Exemplarisch wurde die Arbeit des Begegnungscafés vorgestellt, in dem sich jeden Montag in den Räumen des Jugendtreffs Geflüchtete und Denzlinger treffen. Für viele der Flüchtlinge, die in der benachbarten Leichtbauhalle untergebracht waren, sei das Café eine Anlaufstelle auf kurzem Weg gewesen. Jetzt soll das Angebot sich mehr an den Bedürfnissen von Familien orientieren.

"Uns beschäftigt stark die Einzelbetreuung, die Beratung bei sehr individuellen Themen", berichtete Christiane Huck-Sofer von der Arbeit in den Unterkünften. Mittlerweile gebe es weniger Patenschaften, was jedoch auch daran liege, dass die Begleiteten selbstständiger geworden sind. Bedauernd stellte sie fest, dass die Zeit und Kapazität für Unternehmungen und lockere Kontakte zu kurz komme. Auch deshalb, weil die Flüchtlinge Hilfe benötigen beim Bewältigen von Bergen an Formularen, die Aktenordner füllen und bei denen es auch den Helfern schwerfalle, alles zu verstehen. Ebenfalls sehr gut angenommen wurde das Nähstüble, zumal es als Angebot für Frauen diesen einen Raum biete, sich in einem geschützten Rahmen zu begegnen und auszutauschen. Umziehen werde das Nähstüble in das ehemalige Radlerheim an der Hindenburgstraße. "Der Raum bietet dann auch Möglichkeiten, für andere Gruppen, sich zu treffen", so Baumgartner. Eventuell lässt sich dort auch der Konversationskurs einrichten, den Roswitha Panknin schon länger plant.
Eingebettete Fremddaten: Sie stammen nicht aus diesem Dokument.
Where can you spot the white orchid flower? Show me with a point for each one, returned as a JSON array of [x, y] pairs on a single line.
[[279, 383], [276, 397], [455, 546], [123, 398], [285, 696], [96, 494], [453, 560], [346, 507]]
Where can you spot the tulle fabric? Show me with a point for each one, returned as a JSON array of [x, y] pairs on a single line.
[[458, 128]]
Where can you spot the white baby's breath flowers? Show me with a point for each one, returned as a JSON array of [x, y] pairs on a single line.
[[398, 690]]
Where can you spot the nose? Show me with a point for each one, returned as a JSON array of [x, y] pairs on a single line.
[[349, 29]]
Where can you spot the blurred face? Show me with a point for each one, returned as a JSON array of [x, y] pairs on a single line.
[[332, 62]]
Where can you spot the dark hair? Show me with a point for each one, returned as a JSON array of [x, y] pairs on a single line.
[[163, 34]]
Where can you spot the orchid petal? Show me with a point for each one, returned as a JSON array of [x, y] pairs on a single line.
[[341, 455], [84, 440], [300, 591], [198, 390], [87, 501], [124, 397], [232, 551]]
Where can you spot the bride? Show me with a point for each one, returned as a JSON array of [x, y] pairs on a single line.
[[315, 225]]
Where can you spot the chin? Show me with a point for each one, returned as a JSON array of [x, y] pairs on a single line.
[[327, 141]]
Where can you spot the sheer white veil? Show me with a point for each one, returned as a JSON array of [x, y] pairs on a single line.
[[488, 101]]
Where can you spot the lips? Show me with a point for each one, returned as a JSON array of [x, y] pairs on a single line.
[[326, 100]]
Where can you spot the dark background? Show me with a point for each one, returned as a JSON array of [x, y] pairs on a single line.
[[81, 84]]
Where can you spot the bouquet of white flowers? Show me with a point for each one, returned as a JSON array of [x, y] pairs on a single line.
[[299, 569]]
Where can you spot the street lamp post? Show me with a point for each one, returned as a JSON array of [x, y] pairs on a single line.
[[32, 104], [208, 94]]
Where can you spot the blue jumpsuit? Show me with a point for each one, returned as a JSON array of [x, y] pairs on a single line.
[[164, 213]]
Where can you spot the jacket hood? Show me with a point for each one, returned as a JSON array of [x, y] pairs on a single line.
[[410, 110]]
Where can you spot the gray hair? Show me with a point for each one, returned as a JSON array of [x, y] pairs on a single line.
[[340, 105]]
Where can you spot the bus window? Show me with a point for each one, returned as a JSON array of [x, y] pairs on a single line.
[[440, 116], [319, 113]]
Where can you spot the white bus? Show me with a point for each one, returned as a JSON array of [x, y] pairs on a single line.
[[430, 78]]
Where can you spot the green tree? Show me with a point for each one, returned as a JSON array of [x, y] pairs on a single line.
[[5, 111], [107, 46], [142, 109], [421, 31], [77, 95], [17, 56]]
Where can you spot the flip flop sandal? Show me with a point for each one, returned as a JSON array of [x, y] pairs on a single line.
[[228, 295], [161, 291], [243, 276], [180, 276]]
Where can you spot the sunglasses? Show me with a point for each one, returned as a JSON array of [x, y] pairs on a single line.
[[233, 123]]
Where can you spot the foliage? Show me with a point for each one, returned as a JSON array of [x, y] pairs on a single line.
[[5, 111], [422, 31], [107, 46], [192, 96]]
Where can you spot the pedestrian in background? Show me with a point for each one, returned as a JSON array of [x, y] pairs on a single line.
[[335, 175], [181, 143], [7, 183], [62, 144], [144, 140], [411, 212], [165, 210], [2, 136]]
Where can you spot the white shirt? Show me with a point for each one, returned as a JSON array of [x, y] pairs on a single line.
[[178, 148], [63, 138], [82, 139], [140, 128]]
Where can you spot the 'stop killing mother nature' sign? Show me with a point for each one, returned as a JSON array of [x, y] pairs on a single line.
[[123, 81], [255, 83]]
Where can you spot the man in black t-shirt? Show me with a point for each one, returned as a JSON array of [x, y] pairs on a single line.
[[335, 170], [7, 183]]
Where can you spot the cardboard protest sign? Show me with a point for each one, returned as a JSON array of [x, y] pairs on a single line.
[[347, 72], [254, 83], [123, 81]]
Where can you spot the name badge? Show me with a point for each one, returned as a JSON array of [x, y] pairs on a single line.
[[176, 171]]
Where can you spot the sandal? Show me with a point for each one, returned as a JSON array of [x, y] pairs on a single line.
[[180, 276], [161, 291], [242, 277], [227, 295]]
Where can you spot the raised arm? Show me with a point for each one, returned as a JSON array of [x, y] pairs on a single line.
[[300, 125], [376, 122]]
Es sei wichtig, dass die sprachlichen Grundkenntnisse sich in lockerer Atmosphäre festigen und weiterentwickeln können.

Gesucht werden noch Helfer für Schwimmkurse, die demnächst im Bad sowohl für Familien als auch Flüchtlinge, die allein gekommen sind, angeboten werden sollen, gab Hans-Christian Voss bekannt. Sehr wichtig seien weiterhin auch "Paten", die Einzelne oder Familien betreuen.

Alexander Gromann-Bross betonte zugleich, dass viele Kontakte, die als Patenschaften begannen, sich mittlerweile zu Freundschaften entwickelt haben. "Es gibt zahlreiche Beispiele für eine gelungene Willkommenskultur", so Gromann-Bross. Insbesondere auch die Wohnungs- und Arbeitsvermittlung sei durch den persönlichen Einsatz von Helfern erfolgreich gewesen. Statistische Zahlen dazu könne der Vorstand jedoch, auch wegen des damit verbundenen Aufwands, nicht vorlegen. Die gelungene Vermittlung in Arbeit sorge jedoch auch dafür, dass die Flüchtlinge nicht mehr so frei in ihrer Zeitplanung sind wie bisher. "Wenn wir Aktionen machen, müssen wir das zunehmend berücksichtigen", sagt Baumgartner.